Finkelstein reaction explicitly entails the conversion of an alkyl chloride or alkyl bromide to alkyl iodide by treatment with sodium iodide in acetone. $$\ce{R−X + NaI→[acetone] R−I + NaX↓ }\\ \ce{(X$=$Cl, Br; R$=$alkyl group)}$$
What I think I understand
Acetone is a polar aprotic solvent so $\ce{NaBr and NaCl}$ formed, being mostly ionic, are insoluble while $\ce{NaI}$ have covalent character (in accordance with Fazans's rules) & organic solvents can dissolve covalent compounds. so, $\ce{I-}$ will be in solution while $\ce{Br- or Cl-}$ will not be there due to being precipitated.
Le Chatelier's principle will make the reaction to be towards the product. Therefore, I also understand how a weaker Nucleophile can substitute a stronger Nucleophile.
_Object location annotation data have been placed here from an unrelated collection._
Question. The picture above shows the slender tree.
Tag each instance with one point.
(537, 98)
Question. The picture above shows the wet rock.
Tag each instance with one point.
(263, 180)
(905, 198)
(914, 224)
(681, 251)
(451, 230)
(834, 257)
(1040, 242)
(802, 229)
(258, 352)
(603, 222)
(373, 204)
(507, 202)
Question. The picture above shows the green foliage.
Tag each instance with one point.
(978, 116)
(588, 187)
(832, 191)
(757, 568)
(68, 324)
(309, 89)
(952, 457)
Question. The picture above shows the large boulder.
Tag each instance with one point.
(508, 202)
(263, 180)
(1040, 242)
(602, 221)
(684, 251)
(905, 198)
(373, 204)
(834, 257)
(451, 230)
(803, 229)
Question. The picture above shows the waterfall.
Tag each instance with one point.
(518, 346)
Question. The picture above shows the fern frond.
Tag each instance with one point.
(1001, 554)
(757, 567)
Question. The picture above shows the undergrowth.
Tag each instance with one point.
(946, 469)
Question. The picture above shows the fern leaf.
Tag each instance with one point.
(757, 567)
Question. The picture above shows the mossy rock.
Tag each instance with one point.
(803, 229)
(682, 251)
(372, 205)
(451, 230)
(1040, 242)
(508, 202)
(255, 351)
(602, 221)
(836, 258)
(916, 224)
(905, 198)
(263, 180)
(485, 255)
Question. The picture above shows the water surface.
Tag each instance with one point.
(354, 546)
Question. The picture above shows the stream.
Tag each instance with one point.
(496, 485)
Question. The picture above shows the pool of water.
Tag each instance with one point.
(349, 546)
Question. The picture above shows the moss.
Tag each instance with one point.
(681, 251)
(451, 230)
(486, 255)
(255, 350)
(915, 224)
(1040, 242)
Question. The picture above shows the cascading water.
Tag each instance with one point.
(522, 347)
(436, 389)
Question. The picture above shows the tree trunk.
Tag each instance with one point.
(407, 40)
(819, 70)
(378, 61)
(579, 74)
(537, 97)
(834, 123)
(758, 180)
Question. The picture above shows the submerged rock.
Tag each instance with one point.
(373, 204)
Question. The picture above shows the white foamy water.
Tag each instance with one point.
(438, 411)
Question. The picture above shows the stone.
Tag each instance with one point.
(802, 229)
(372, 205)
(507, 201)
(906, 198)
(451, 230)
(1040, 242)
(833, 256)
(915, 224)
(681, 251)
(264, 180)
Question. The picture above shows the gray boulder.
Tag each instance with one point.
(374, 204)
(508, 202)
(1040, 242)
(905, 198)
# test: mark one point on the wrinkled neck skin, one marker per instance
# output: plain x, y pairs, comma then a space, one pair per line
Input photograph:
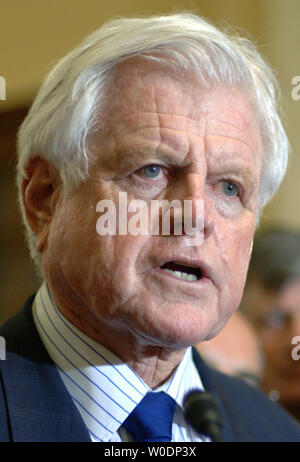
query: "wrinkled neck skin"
154, 364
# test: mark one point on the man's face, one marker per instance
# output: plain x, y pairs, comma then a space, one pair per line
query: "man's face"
199, 144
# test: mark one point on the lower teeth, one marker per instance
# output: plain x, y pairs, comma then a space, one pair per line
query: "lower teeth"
181, 275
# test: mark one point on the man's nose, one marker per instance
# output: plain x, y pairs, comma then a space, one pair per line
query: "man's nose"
191, 192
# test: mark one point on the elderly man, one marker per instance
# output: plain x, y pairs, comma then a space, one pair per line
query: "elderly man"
160, 108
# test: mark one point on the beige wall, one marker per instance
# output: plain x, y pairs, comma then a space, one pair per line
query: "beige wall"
35, 33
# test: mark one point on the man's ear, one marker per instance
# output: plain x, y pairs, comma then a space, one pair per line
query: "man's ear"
40, 191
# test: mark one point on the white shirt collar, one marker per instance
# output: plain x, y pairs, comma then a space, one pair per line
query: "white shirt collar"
104, 389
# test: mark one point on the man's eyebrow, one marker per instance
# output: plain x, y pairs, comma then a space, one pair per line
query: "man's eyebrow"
170, 156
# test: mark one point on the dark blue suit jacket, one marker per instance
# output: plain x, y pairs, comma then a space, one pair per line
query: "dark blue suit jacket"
35, 405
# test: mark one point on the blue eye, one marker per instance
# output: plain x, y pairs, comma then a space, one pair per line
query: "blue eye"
152, 171
230, 189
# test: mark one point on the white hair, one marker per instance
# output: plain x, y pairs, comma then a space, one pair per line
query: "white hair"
69, 104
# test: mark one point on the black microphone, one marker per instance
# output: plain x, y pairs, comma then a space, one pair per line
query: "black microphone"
202, 412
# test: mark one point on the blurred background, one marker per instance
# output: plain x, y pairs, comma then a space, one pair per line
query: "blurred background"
34, 34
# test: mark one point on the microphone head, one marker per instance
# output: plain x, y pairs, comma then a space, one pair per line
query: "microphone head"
201, 411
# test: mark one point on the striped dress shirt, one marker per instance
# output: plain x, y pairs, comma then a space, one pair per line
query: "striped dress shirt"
104, 389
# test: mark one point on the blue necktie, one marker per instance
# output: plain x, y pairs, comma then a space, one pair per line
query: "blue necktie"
152, 418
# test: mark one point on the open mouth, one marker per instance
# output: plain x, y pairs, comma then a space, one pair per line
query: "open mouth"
187, 273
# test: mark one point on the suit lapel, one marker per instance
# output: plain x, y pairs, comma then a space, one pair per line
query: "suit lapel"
39, 406
230, 430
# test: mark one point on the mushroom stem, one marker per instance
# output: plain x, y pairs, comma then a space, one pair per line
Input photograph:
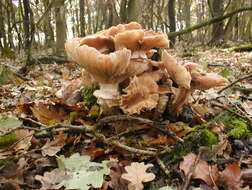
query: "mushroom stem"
108, 94
180, 100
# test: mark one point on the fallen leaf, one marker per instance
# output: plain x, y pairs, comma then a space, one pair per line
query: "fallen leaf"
136, 175
203, 171
70, 93
116, 171
25, 137
52, 147
52, 180
231, 177
48, 114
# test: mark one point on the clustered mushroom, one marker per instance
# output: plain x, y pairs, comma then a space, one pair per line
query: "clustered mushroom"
119, 60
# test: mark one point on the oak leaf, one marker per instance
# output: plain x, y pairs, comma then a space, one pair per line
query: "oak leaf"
137, 175
203, 171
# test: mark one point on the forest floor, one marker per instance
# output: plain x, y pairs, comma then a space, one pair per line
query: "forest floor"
52, 135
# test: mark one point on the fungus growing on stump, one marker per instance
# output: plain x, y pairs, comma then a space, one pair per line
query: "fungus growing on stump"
118, 60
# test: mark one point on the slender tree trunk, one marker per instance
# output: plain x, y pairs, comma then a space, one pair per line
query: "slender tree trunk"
9, 24
217, 9
60, 27
82, 17
123, 11
208, 22
29, 29
172, 20
48, 30
3, 40
134, 10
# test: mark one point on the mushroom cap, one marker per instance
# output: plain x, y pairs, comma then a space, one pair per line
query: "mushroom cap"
204, 81
142, 93
154, 40
130, 39
71, 46
112, 31
191, 66
99, 42
177, 72
104, 68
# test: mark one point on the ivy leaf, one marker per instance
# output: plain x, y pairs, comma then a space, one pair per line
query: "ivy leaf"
83, 172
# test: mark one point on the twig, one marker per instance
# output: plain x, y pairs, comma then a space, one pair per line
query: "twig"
15, 143
162, 165
191, 171
233, 83
11, 131
91, 129
150, 123
233, 112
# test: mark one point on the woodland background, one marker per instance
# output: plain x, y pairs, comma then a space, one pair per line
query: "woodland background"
46, 24
45, 138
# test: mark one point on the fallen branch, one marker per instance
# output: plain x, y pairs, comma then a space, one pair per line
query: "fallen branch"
236, 81
91, 129
153, 124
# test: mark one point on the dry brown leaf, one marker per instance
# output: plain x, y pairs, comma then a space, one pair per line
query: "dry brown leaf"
25, 137
116, 170
136, 175
70, 93
231, 177
203, 171
52, 147
52, 180
48, 114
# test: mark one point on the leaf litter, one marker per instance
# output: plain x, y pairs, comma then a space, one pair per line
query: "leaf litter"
44, 144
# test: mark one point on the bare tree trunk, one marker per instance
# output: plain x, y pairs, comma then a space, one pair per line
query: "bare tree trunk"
217, 9
123, 11
9, 24
82, 17
48, 30
134, 10
29, 29
60, 26
3, 40
172, 20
Nucleophilicity order of Halides in Polar Aprotic solvent: $\ce{F- > Cl- > Br- > I-}$
What I ponder
- Why can't we do it on alkyl fluorides?
- Why only acetone? Will the reaction be same in other polar aprotic solvents too?
Some specific reactions which seem to deny all this
- $\ce{CH3-CH2-Cl →[NaF/DMF] CH3-CH2-F}$
- $\ce{CH3-CH2-Cl →[NaBr/DMSO] No rxn}$
- $\ce{CH3-CH2-Br\text{*} →[NaBr/DMSO] CH3-CH2-Br}$
where $\ce{Br\text{*}}$ is Isotopic bromine
Note-
- Here I am talking about major organic products.
- DMF & DMSO are polar aprotic solvents.
I would like to know the theoretical reasoning for the above reactions.